69.第 69 章

第69章藤蘿餅香

這次管道局參與抗洪的員工也很有一些, 管道局大手一揮,這次陸續撤回來,管道局大手一揮, 直接給大傢伙放了幾天假讓大家好好休息。至於任競年, 上了新聞, 給管道局長臉了, 加上他腿受過傷, 就放了長假。

況且他這不是考上大學了嘛,現在也要準備辦手續了,也就不用去上班了。

而表彰的事, 單位也很快給了消息,意思是他參與抗洪, 還是要給予表彰, 這個表彰就在管道局內部走, 以管道局的名義往上報,這對於任競年還是管道局, 自然都是好事,說白了皆大歡喜的事。

任競年自然是沒什麼意見,一邊準備着入學手續,一邊配合單位寫材料申報,入學手續這個需要時間, 有個時間差, 正好他組織關係還在管道局的時候就申請了表彰。

對於這安排, 顧舜華真是滿意極了。

要知道自從她帶着孩子過來北京, 一直都是一個人忙碌, 任競年就算過來廊坊後,也只能週末過來, 孩子還是想他,也幫不上大忙。

現在好了,他就在身邊,領着工資,還不用上班,天底下哪有這種好事,卻被他趕上了。

於是這幾天任競年做做早餐,接送孩子,洗洗衣服曬曬被子,還能沒事修整一下前屋後舍的,顧舜華覺得這日子一下子舒坦起來了,家裡的事有個男人幫着料理,下了夜班還能有口熱水喝,真是再好沒有的享受。

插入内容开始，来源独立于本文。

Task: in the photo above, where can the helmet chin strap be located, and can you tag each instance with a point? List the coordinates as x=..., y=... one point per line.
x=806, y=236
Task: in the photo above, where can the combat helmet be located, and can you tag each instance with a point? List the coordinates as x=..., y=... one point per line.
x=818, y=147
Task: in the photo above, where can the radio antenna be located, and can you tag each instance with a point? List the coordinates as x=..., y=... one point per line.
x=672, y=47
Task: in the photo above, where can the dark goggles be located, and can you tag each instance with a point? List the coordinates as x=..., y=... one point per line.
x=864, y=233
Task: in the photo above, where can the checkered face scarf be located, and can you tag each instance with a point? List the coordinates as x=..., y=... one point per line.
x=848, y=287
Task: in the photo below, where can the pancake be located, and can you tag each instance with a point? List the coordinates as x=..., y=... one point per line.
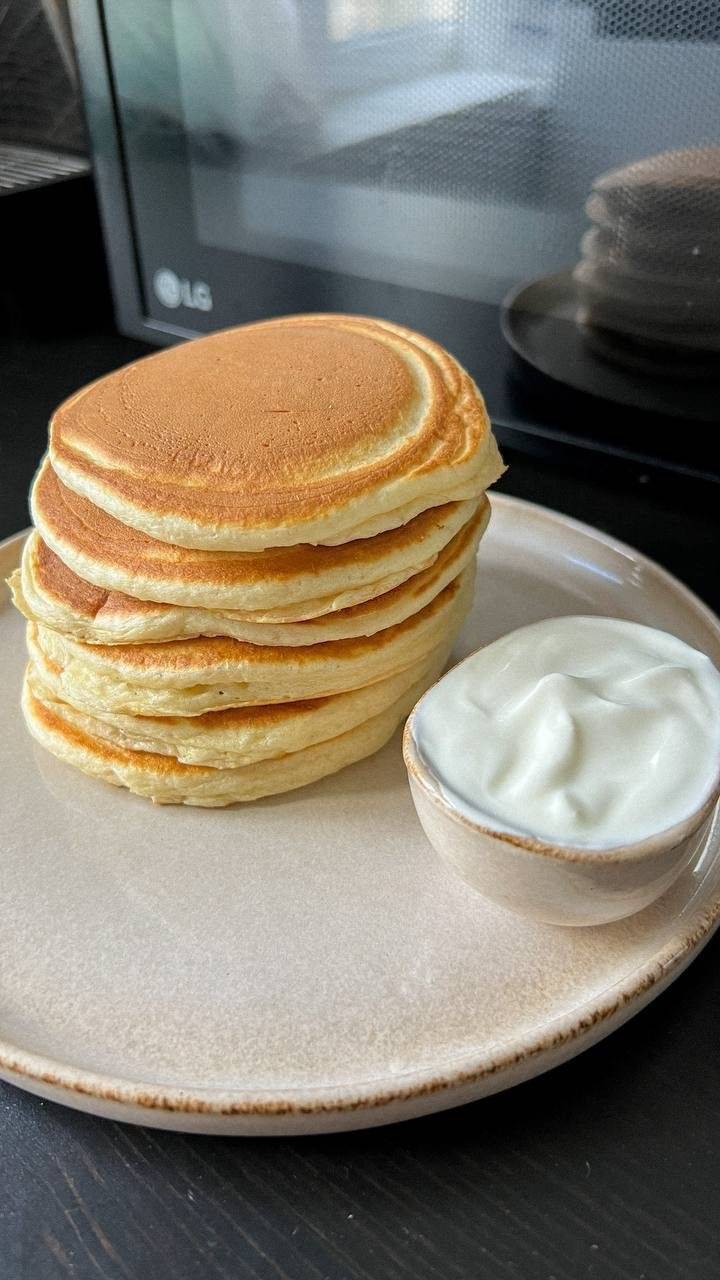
x=282, y=585
x=164, y=780
x=242, y=735
x=188, y=677
x=302, y=429
x=48, y=592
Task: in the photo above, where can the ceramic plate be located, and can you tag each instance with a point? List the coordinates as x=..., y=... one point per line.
x=538, y=321
x=305, y=963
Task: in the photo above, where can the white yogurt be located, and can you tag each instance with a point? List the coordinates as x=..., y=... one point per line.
x=584, y=731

那天週六,回到家裡,任競年突然道:“今天準備一下,明天我們要去拍婚紗照。”

啊?

顧舜華詫異:“婚紗照?”

任競年將飯勺放一旁,隨手拿起碗來洗着,道:“是啊,之前不是說過嗎,我們要補拍一套婚紗照。之前我沒考上大學,咱們也沒那心氣,現在錄取通知書拿到了,手續也辦着了,也沒什麼別的操心的,不是正好挑個時間拍了。”

顧舜華:“怎麼突然就想起這個了!”

任競年:“怎麼叫突然,之前提過的啊。我今天已經和孩子說好了,他們盼着穿小西裝和小公主裙了。”

顧舜華:“好吧……”

當晚其實還是有些期待,又有些好玩,畢竟她和任競年都老夫老妻了,孩子已經上託兒所了,竟然要去拍婚紗。

不過管它呢,她心裡還真想試試!

到了第二天,兩個人起得特別早,又給孩子都打扮了,還給多多梳上了漂亮的蝴蝶結,之後便帶着孩子趕過去照相館。

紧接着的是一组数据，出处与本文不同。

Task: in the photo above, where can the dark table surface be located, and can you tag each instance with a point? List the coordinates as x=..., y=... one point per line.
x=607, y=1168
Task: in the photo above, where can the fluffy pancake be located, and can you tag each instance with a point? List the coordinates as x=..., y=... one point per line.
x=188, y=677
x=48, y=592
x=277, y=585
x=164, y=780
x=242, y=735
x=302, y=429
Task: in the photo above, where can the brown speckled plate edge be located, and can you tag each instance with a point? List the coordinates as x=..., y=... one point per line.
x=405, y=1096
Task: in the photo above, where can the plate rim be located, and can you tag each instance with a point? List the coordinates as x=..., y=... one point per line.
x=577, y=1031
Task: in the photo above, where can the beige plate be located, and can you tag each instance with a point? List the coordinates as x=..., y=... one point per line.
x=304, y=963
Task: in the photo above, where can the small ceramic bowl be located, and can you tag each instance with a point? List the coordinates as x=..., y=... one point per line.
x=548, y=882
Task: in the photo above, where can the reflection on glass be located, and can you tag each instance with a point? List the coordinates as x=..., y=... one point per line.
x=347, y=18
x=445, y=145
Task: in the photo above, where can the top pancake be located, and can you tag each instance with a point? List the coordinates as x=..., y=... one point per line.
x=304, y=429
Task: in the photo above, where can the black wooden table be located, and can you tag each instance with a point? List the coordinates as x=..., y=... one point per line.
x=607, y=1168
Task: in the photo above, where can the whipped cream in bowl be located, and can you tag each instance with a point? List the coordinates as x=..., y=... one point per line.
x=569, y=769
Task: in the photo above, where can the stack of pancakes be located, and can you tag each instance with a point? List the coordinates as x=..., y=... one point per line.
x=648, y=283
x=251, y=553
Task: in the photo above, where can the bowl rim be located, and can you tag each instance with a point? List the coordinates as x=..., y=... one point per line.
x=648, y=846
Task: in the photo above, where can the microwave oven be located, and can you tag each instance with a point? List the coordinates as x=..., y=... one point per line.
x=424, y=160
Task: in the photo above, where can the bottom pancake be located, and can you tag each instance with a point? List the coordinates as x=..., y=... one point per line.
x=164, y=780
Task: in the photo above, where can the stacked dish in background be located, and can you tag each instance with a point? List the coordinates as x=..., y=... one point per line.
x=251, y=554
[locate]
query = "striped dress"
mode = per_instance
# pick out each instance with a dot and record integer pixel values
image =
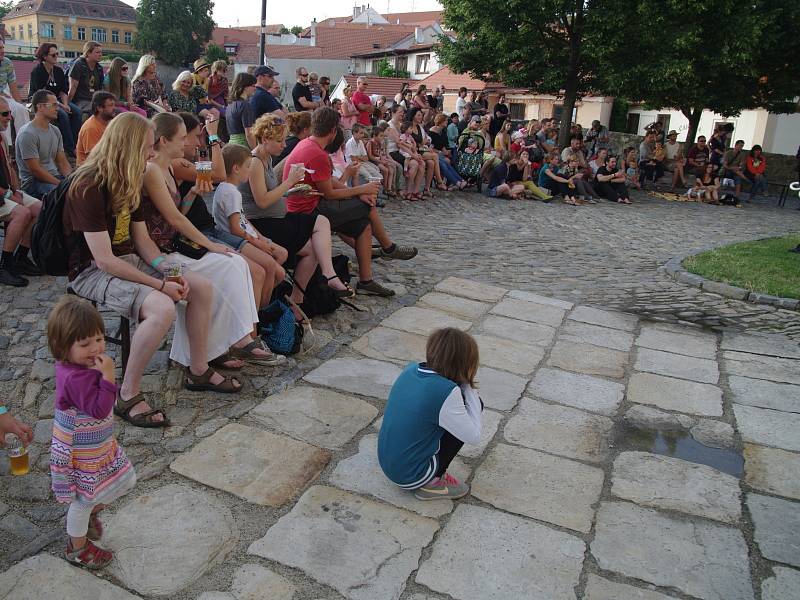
(86, 462)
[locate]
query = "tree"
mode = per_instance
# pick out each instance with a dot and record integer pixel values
(533, 45)
(174, 30)
(724, 55)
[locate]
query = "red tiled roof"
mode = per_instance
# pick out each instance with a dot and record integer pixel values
(383, 86)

照相館櫥窗裡擺着一塊大展示板,展示板中央是大幅的彩色婚紗照,旁邊是多幅黑白小婚紗照,上面還用紅色字寫着“本館特備置新型婚紗西裝禮服,專供結婚留念拍攝。首都照相館”字樣 。

兩個孩子顯然都覺得新奇,左看右看的,他們也是第一次走進這樣的照相館。

任競年之前已經和照相館化妝師商量過了大致的服裝樣式,又讓顧舜華看了看。

其實也沒什麼可挑的,男的一律是黑西裝白襯衫,胸口戴一朵小紅花,女的則是長袖的白紗裙,領口綴着蕾絲,袖子上點綴着金線,下面的裙子蓬蓬鬆鬆地鋪展開。

至於裝扮,則是簡單化妝,再搭配一個白色紗披。

兩個孩子的樣式也差不多,就是縮小了的小婚紗禮服。

於是大家很快地準備化妝,化妝後換衣服。

等顧舜華換好了,化妝師倒是有些意外:“你這身段真不錯,挺適合穿這個的,平時你自己的衣服看不出來。”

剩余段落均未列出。